ラビから二人に言って欲しかった。自分はそのような呼び方は出来ないと。
けれど期待はあっさり裏切られる。
「二人の言う通りさ。俺も今日くらい『坊ちゃま』呼びは禁止。な?アレン」
見上げたラビは悪戯小僧の笑みをアレンに向けていた。
その嬉しそうな笑顔を見てしまっては、アレンは何も反論出来なくなり、渋々頷いた。
「じゃあリナリー、今日はお招きいただいてありがとうございました」
これ、焼いてきたクッキーとケーキなんです。
アレンは彼女の満足そうな笑みを見、持っていた包みを渡した。
「わぁ・・・ありがとう。アレン君、今準備してくるから座って待ってて?」
リナリーは「アレン君の作るお菓子はおいしいから好きよ」と言っていたのを思い出して、昨晩の内に準備していた。アレンが「手伝います」と声を掛けると「お客さまは座ってて!」と強い口調で叱咤され、仕方なく椅子に座って彼女を待つ事にした。
「にしてもユウは相変わらず早いさね?」
「悪いか?遅いよりはマシだろう?それよりモヤシはいつもの服と違うんだな」
神田は見た瞬間目が点になるほど驚いたのだが、リナリーが前に立ったお陰で見られる事無く済んだ。

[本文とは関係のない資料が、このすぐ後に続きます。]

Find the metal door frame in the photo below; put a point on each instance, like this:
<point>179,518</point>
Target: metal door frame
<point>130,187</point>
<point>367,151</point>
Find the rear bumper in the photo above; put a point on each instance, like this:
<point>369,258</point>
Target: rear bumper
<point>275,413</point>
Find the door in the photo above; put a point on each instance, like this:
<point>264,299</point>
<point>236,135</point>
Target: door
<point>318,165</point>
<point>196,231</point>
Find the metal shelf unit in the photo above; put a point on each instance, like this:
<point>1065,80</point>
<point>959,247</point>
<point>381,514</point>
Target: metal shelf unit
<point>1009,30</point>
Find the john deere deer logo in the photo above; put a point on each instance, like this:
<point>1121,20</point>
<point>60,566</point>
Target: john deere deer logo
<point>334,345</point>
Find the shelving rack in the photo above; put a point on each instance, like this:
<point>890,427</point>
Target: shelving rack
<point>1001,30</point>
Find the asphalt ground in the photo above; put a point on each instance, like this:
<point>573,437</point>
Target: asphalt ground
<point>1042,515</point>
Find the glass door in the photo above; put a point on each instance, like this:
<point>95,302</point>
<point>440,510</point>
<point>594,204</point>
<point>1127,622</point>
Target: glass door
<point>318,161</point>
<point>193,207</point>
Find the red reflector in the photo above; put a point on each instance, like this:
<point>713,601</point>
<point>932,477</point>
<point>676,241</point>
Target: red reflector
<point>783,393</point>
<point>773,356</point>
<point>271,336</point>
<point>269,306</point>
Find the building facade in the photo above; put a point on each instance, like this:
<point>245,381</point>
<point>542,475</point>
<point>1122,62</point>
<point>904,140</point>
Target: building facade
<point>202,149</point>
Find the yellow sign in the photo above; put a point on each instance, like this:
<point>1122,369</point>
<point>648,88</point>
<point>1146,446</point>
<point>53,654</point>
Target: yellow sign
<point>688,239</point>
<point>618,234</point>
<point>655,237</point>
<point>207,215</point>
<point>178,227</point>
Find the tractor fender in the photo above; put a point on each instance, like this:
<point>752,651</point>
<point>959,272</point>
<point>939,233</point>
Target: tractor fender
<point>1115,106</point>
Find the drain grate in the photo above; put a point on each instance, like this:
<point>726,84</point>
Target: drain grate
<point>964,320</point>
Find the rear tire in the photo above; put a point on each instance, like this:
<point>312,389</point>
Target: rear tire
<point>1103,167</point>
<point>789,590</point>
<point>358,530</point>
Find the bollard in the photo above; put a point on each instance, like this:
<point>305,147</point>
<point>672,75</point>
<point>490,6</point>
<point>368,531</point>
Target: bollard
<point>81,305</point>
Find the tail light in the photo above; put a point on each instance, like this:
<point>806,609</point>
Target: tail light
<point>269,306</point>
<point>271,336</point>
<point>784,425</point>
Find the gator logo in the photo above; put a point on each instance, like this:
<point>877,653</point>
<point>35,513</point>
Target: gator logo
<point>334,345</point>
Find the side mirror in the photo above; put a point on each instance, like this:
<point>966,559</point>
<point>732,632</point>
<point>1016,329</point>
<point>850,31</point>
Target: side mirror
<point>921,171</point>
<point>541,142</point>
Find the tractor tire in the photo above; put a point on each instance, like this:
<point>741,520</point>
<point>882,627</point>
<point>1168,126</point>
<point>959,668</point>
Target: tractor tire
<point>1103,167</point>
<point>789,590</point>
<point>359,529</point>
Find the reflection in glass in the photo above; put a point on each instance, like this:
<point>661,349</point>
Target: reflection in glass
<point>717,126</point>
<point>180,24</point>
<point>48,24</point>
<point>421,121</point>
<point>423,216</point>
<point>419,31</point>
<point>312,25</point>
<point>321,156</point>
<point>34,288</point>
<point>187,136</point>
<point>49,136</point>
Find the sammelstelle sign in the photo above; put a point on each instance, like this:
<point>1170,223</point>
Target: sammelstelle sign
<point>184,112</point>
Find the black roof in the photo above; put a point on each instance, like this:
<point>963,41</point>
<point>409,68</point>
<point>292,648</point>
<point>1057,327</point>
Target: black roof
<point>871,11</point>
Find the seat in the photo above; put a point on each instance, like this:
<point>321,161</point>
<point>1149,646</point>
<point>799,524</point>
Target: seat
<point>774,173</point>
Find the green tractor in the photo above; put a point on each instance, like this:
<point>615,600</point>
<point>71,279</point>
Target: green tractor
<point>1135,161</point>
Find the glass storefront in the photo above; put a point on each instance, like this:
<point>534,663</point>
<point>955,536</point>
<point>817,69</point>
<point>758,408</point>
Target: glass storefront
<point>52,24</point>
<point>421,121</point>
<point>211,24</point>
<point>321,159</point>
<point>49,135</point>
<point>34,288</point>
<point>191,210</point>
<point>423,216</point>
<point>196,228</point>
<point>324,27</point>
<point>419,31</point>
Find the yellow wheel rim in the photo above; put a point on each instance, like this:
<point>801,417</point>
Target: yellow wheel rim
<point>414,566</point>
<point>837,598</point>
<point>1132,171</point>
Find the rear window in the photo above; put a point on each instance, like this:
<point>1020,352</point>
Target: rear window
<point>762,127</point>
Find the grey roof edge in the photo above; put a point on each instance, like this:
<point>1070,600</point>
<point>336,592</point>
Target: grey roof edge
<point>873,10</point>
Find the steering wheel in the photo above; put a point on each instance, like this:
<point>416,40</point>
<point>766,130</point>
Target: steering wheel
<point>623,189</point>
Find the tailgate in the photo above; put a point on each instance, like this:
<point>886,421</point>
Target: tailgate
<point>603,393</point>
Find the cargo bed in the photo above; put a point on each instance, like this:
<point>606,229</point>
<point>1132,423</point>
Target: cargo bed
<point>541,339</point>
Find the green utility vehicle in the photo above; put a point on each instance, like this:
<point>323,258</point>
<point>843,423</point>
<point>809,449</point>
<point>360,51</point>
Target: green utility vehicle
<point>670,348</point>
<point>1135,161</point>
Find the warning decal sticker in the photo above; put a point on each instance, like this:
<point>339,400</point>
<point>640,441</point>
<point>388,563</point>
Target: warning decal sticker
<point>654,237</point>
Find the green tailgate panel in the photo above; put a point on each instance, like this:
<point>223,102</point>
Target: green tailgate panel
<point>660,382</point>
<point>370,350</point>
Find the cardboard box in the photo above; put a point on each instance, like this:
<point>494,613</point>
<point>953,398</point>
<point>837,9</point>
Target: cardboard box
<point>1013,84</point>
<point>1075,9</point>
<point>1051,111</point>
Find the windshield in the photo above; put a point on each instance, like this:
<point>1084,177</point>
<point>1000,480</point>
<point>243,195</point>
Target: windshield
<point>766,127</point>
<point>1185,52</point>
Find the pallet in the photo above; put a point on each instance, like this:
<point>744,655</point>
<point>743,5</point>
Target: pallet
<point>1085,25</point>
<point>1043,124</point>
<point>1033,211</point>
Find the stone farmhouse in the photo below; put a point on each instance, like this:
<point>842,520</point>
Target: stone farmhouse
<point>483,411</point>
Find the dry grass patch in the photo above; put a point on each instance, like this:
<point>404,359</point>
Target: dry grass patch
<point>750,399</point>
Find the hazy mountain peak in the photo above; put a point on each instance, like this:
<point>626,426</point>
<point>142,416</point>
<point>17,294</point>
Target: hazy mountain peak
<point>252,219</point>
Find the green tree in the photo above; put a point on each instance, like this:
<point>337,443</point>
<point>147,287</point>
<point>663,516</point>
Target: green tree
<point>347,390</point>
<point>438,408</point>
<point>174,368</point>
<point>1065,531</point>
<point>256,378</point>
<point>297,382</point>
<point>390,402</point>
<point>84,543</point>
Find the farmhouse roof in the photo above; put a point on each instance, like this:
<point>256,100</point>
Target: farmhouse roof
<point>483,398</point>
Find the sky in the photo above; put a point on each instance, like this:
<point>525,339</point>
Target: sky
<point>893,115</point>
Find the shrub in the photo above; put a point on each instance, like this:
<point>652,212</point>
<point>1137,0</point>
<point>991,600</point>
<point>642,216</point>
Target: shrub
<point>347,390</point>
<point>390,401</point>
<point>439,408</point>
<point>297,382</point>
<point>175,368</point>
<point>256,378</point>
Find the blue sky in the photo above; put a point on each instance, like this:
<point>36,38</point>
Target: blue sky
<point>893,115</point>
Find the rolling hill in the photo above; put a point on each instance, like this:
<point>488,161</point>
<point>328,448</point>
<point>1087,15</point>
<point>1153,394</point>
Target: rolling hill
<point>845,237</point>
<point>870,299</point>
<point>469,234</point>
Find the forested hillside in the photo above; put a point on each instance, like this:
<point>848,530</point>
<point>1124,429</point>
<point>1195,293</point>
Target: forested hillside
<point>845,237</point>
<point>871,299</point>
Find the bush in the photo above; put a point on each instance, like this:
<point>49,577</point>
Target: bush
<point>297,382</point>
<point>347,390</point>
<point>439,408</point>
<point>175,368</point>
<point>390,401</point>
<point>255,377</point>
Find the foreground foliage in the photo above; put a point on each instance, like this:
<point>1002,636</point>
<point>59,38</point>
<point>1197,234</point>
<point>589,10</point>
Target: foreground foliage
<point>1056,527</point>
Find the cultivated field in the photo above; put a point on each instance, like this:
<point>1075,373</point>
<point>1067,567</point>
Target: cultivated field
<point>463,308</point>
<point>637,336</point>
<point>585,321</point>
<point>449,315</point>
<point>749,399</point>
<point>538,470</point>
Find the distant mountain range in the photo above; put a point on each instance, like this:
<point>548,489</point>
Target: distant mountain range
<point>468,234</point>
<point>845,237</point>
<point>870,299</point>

ラビに見られたら後が大変だと熟知している為、すぐに平常心を取り戻したが。
アレンは神田の言葉に「アレンです!神田こそ、今日くらい名前で呼んで下さいよ!」と付け足すのを忘れなかった。神田は下の名前で呼ぶとなぜか怒るのを知っていたから、アレンは敢えて姓を呼ぶ。
「ええ。坊・・・ラビがこの前の誕生日に贈ってくれたのなんです。似合ってますか?僕こういうの着た事ないからよく分からなくて・・・」
「だから俺言ったっしょ?よく似合ってるから贈ったんだって〜」
「ああ。似合ってる・・・孫にも衣装か?」
「ユウ、それけなし言葉さ」
「・・・こういうの着れただけでも嬉しいです。僕は」
アレンが頬を染めて可愛らしく微笑むと、その場にいた少年二人は思わず固まる。
「?どうかしましたか?二人とも・・・」
アレンから見ても分かる程に顔色は真っ赤、けれどアレンがその意味を知る事はない。
「なっ何でもねぇよ!」
「そうそう、そんなに喜んでもらえるんならもう1着贈っておけば良かったさー」
神田とラビは我に返り、焦ってひときわ高い声をあげた。